Europe's death toll from weather disasters could rise 50-fold by the end of this century, with extreme heat alone killing more than 150,000 people a year by 2100 if nothing is done to curb the effects of climate change, scientists said on Friday. In a study in The Lancet Planetary Health journal, the scientists said their findings showed climate change placing a rapidly increasing burden on society, with two in three people in Europe likely to be affected if greenhouse gas emissions and extreme weather events are not controlled.
The predictions, based on an assumption of no reduction in greenhouse gas emissions and no improvement in policies to reduce the impact of extreme climatic events, show European weather-related deaths rising from 3,000 a year between 1981 and 2010 to 152,000 a year between 2071 and 2100.
"Climate change is one of the biggest global threats to human health of the 21st century, and its peril to society will be increasingly connected to weather-driven hazards," said Giovanni Forzieri of the European Commission Joint Research Centre in Italy, who co-led the study.
He said that "unless global warming is curbed as a matter of urgency", some 350 million Europeans could be exposed to harmful climate extremes on an annual basis by the end of the century. The study analysed the effects of the seven most harmful types of weather-related disaster - heat waves, cold waves, wildfires, droughts, river and coastal floods and windstorms - in the 28 countries of the European Union, plus Switzerland, Norway and Iceland.
The team looked at disaster records from 1981 to 2010 to estimate population vulnerability, then combined this with modelling of how climate change might progress and how populations might increase and migrate. Their findings suggested heat waves would be the most lethal weather-related disaster and could cause 99 percent of all future weather-related deaths in Europe - rising from 2,700 deaths a year between 1981 and 2010 to 151,500 deaths a year in 2071 to 2100.
The results also predicted a substantial rise in deaths from coastal flooding, from six deaths a year at the start of the century to 233 a year by the end of it. The researchers said climate change would be the main driver, accounting for 90 percent of the risk, while population growth, migration and urbanisation would account for 10 percent.

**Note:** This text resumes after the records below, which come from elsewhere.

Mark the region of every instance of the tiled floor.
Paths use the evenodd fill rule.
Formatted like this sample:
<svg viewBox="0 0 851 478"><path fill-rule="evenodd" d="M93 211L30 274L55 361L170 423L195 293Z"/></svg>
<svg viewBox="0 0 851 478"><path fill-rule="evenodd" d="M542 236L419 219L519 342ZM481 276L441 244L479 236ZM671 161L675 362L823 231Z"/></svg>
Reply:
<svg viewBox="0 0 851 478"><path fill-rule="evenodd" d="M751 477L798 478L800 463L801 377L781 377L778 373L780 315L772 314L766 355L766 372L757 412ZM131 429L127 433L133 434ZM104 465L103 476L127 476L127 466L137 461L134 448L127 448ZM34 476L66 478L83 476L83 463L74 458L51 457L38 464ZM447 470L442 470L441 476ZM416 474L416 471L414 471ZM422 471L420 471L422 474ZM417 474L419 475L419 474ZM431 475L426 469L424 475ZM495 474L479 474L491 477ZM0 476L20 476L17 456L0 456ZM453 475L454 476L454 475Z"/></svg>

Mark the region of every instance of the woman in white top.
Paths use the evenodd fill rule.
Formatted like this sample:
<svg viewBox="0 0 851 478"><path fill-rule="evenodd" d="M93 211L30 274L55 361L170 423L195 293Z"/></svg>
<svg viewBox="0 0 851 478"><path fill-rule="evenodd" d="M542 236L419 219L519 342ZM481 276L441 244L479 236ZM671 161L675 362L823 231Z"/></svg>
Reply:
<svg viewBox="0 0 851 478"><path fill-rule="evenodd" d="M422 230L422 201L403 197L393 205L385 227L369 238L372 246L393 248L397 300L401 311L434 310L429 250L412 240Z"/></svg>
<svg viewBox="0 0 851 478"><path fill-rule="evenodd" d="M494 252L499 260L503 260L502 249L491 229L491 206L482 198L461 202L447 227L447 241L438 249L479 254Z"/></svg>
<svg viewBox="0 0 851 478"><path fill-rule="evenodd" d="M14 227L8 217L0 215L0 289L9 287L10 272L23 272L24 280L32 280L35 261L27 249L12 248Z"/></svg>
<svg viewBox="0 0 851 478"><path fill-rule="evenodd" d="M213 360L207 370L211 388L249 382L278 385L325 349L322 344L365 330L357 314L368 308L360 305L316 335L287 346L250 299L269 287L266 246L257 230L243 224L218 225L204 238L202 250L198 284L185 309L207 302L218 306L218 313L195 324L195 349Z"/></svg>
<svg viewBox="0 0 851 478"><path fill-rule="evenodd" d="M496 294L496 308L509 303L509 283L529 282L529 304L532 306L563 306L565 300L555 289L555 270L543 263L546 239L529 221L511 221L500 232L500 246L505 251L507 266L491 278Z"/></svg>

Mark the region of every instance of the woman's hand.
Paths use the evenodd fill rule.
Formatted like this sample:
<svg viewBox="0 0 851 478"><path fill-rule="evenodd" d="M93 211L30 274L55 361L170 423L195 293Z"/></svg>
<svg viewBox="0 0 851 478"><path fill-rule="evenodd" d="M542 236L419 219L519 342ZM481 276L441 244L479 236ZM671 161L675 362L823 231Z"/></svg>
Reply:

Paul Wilkinson, a professor at the London School of Hygiene and Tropical Medicine who was not involved in the research, said its findings were worrying. "Global warming could result in rapidly rising human impacts unless adequate adaptation measures are taken, with an especially steep rise in the mortality risks of extreme heat," he said. The findings add "further weight to the powerful argument for accelerating mitigation actions" to limit emissions, slow climate change and protect population health, Wilkinson said.